Göğsünün Yarılması
Şimdi biz Buharî ve Müslim'in hadis-i şerifini tebberrüken okuyalım, vaktin kısalığı nisbetinde biraz da hızlı geçelim. Tabii, Buharî ve Müslim, bizim için hadis kaynaklarının en kıymetlilerinden birisi, en kıymetli, en sahih hadisleri ihtivâ eden iki mübarek hadis kitabı. Peygamber Efendimiz'in ifadelerini, Buharî ve Müslim'in rivâyetinden size okuyorum:
(Beynemâ ene fil-hatîmi mudtacian) "Ben Hatîm'de şöyle yaslanmış iken..." diyor. Peygamber Efendimiz. Hatîm dediği yer neresidir? Kâbe'de yarım daire şeklinde, at nalı şeklinde çevrili bir alçak duvar var. İki tarafından girilebiliyor. Güneyinde Kâbe var. Orası şöyle bir salon kadar mekân. İşte oranın adı Hatîm... "Ben orada yaslanmış iken, (izâ etânî âtin) birden bana gelen bir şey geldi..." Yâni bir melek... (feşakka mâ beyne hâzihî ilâ hâzihî, festahraca kalbî) "Benim göğsümü şuradan şuraya kadar yardı, açtı ve kalbimi çıkardı, (sümme ütîtü bitastin min zehebin memlûetin îmânen) sonra önüme içi îman dolu bir leğen getirildi, (fegusile kalbî bimâi zemzem) kalbim orada zemzem suyu ile yıkandı. (Sümme huşiye sümme üîde) Sonra tekrar dolduruldu, yerine konuldu..."

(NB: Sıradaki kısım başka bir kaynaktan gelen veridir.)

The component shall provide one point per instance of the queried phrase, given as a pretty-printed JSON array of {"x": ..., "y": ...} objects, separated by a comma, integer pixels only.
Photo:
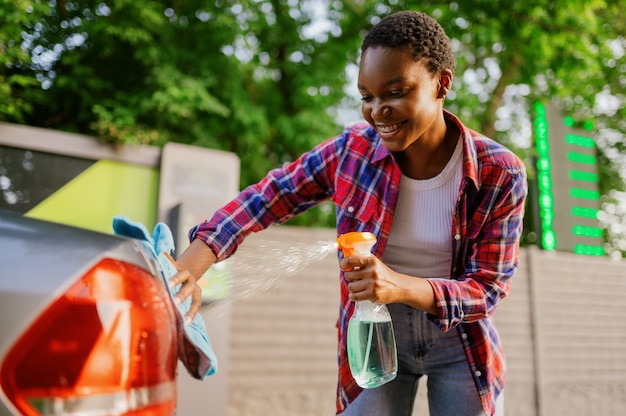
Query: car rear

Demek ki, Rasûlullah Efendimiz mânevî bir muameleden geçiyor. İsrâ ve Mi'rac mucizesinden önce, şöyle Hatîm'de uzanmışken melek geliyor, göğsünü yarıyor, kalbini îman dolu altından bir tasta, zemzem suyu ile yıkıyor. İmanı sapasağlam, dopdolu... Sonra kalbini yerine yerleştiriyor.